The Divisional Secretary of Minuwangoda Lakmini Kulathilake told the Daily Mirror that the first phase of data gathering in Minuwangoda area was complete. Application forms for the victims have been distributed by the DS office to access the losses incurred to their own shops and houses. As the next step, officers of the DS office would make field visits to the areas and finalise the assessments to be forwarded for the compensation process.
Info-graphic 02 shows data collected by the Divisional Secretariat of the Minuwangoda over the damages reported in the Minuwangoda area.
The Kurunegala District Secretariat’s Office which is responsible to gather information on the damages reported in divisional secretariat divisions including Panduwasnuwara West, Nikkaraweratiya, Wariyapola, Bingiriya and Kuliyapitiya, which came under attack on May 13, has still not finished its data gathering process. Therefore, the DS/ Government Agent Gamini Ilangarathna was not willing to release the information gathered by them so far citing that the data is yet to be finalsed.

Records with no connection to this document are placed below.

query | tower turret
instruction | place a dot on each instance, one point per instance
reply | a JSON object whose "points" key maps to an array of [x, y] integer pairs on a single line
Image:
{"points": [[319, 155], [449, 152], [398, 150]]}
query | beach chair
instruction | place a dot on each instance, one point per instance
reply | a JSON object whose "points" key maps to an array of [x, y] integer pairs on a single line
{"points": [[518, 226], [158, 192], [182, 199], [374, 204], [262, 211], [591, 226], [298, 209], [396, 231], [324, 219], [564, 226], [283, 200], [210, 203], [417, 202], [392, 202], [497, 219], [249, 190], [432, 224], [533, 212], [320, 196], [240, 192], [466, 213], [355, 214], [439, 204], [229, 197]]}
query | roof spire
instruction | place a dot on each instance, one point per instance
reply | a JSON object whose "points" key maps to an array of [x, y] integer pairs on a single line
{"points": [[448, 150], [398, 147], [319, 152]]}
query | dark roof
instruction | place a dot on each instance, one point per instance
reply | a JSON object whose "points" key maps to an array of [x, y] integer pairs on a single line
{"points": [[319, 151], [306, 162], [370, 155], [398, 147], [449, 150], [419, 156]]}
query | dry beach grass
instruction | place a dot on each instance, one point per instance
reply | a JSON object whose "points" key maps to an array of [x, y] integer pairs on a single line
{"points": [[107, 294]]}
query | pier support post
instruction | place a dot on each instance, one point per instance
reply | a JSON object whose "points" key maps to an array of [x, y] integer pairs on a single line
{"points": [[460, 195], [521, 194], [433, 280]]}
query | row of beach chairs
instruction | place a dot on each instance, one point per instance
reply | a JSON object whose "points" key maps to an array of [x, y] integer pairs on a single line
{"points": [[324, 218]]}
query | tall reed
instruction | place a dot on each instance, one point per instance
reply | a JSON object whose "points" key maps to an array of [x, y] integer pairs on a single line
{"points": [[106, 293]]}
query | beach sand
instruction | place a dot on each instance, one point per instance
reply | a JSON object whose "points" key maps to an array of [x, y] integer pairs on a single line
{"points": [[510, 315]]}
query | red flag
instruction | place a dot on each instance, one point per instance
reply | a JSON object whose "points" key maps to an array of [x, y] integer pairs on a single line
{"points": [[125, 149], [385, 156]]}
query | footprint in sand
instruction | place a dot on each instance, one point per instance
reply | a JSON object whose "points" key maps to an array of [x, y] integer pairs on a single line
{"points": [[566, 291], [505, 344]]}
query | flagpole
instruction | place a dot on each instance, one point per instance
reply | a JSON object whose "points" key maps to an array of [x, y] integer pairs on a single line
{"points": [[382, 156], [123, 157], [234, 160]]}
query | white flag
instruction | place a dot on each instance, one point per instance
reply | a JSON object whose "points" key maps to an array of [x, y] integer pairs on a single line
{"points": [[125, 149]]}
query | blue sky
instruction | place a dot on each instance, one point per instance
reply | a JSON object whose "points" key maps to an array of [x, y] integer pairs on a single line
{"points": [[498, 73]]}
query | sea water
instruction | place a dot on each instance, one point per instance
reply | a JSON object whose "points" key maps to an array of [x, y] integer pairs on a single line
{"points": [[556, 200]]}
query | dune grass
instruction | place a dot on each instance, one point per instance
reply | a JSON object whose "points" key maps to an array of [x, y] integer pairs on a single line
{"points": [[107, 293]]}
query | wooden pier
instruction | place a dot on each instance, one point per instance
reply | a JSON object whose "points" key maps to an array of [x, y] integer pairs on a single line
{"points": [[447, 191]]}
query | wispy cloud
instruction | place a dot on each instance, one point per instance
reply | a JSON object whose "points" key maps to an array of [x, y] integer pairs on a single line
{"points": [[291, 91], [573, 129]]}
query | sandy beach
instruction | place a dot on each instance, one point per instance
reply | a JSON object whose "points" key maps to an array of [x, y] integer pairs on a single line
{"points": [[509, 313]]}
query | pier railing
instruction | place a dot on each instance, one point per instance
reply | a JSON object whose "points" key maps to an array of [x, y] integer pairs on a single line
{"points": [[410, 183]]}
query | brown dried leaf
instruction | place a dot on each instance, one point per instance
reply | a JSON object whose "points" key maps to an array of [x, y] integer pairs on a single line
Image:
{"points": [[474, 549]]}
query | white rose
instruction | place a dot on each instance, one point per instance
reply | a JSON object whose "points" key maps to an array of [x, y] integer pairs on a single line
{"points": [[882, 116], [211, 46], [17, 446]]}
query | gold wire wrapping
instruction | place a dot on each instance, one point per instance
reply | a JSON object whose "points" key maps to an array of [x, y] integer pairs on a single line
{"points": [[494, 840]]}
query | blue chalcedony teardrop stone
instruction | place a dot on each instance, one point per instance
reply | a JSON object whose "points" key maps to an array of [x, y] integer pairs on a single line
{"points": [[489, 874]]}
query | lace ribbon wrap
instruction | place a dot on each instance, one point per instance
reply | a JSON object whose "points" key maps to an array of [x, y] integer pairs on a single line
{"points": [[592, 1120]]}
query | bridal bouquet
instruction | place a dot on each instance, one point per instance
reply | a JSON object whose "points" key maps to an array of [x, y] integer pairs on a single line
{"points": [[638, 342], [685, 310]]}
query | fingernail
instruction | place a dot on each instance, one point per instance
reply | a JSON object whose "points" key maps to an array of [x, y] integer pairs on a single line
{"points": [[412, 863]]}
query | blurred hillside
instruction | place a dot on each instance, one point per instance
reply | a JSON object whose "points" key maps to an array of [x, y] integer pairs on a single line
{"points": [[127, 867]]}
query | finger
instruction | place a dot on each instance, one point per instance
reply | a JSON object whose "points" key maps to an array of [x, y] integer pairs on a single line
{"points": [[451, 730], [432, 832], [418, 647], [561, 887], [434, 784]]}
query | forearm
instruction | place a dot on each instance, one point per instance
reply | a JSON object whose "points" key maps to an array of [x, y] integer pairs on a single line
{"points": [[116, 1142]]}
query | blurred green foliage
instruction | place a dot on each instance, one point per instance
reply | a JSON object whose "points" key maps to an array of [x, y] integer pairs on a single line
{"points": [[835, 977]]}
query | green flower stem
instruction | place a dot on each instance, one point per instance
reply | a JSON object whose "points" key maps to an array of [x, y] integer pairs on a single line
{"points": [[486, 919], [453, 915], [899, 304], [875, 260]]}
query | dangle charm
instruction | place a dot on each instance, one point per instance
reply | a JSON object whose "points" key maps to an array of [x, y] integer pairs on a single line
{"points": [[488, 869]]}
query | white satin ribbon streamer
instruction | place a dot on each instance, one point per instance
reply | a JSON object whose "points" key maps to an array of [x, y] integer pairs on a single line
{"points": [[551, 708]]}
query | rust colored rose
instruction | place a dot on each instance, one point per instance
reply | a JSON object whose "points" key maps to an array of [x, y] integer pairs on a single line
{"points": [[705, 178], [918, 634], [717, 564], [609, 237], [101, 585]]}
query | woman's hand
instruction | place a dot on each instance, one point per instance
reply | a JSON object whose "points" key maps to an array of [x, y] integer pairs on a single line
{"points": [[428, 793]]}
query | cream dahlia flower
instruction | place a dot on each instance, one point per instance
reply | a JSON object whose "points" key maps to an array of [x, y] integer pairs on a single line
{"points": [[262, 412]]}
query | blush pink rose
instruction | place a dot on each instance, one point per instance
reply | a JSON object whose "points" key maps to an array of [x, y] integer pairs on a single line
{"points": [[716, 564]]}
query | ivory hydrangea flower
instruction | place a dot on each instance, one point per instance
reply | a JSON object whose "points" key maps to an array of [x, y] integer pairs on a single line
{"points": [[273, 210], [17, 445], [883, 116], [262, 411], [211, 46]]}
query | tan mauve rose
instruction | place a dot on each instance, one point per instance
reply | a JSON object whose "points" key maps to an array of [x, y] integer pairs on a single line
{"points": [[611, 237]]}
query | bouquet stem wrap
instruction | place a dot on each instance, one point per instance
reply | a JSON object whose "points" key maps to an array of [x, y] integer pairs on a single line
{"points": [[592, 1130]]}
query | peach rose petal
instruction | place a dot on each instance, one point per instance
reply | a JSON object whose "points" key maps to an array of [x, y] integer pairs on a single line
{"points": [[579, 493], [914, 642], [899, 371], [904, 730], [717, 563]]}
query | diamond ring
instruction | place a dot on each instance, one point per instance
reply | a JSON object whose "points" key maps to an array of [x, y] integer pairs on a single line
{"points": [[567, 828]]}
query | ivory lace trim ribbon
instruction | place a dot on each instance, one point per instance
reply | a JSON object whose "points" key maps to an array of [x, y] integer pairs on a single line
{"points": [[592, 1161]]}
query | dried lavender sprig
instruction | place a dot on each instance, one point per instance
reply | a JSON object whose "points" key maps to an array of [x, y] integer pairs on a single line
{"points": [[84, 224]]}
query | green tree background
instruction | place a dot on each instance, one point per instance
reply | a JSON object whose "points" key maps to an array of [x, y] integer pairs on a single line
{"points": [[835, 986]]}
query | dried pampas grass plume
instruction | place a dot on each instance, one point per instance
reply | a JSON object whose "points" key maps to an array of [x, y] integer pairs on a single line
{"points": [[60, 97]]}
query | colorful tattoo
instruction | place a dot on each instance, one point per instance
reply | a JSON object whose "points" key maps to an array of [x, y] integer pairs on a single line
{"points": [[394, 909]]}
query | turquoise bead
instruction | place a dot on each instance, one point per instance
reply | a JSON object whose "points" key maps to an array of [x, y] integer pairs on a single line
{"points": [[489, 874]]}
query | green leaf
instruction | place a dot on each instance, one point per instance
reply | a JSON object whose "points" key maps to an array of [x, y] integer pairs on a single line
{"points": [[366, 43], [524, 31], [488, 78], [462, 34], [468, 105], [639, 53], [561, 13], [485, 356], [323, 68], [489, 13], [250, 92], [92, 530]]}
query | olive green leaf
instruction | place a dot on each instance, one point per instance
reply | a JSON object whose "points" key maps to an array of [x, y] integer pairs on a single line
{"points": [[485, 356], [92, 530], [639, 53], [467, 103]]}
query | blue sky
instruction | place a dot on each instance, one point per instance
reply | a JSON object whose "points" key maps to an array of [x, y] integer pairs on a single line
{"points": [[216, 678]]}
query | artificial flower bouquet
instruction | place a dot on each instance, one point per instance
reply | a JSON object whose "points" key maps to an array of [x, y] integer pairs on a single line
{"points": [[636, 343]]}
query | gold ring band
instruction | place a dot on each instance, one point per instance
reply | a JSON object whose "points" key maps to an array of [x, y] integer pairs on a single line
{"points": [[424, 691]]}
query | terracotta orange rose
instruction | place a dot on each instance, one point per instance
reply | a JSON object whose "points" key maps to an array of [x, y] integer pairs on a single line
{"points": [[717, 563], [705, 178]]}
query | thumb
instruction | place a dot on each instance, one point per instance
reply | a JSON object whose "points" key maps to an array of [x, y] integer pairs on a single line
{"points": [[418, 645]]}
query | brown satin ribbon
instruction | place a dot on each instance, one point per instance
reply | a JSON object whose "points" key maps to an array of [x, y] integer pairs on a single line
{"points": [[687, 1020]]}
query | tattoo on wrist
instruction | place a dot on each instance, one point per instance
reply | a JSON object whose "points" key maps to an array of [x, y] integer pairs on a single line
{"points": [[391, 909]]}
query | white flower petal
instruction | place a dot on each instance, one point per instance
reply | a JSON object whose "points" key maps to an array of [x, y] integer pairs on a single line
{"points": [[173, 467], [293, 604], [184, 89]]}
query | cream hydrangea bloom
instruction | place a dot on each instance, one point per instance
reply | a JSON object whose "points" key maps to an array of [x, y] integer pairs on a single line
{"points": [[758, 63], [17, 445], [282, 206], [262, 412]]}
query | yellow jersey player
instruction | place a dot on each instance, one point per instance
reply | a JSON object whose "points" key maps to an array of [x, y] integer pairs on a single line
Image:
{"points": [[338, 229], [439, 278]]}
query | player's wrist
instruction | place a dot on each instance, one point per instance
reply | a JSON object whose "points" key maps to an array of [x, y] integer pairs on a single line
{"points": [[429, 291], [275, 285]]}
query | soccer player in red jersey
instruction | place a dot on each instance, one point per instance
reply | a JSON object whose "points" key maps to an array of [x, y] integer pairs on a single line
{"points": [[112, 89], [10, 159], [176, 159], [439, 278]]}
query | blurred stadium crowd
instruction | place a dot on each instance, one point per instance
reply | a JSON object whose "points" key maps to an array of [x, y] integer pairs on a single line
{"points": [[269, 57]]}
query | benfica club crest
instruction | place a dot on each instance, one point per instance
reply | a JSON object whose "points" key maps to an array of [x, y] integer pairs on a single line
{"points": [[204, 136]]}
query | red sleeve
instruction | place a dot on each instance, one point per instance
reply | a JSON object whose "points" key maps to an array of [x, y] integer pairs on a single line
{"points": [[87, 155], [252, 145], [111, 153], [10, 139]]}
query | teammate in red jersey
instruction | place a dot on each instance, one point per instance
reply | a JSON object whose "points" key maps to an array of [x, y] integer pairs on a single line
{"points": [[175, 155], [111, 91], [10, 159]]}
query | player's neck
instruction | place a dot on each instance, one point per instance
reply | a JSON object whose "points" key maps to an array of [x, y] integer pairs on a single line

Ethnic riots in Sri Lanka have resulted in tangible costs to the country
The Daily Mirror, is in the possession of the data regarding the damages reported in the entire Kurunegala district and collected by the Sri Lankan office of a UK based Islamic charity NGO -- Muslim Aid. Kurunegala DS Office, Government Valuation Department is also still in the process of estimating the damages to approve compensation process. Refer to info-graphic 03.
Sri Lanka Police was not able to present detailed and updated data regarding the damages taken place on May 13 of the anti-Muslim attacks reported in Kurunegala and Gampaha districts. When asked, Police Spokesman SP Ruwan Gunasekara said he was not in possession of a detailed report of even the number of arrests made so far by the police over the recent anti-Muslim riots.
When the Daily Mirror asked Police Spokesmen and Attorney-at-law Gunasekara regarding the legal actions that could be taken by the victims against the culprits of the organised mob attacks, he said the victims can opt for civil action in court, in which case the court decides on both the criminal aspects of the case and the civil aspects. If convicted, the defendants will be made to award compensation to the victims. Compensation of the victims will, however, only be granted if the procedural and substantive conditions for such compensation are fulfilled.
Sociologist Prof. Siri Hettige opined that the continuation of such violence can be disastrous for a country that is beset with too many not so easily resolvable issues such as unprecedented political instability and uncertainty, massive indebtedness and challenges emanating from climate change. Further, he emphasised that policy reforms should be brought about in areas that have a direct bearing on the identity formation and inter-community relations including education, media, language and religion.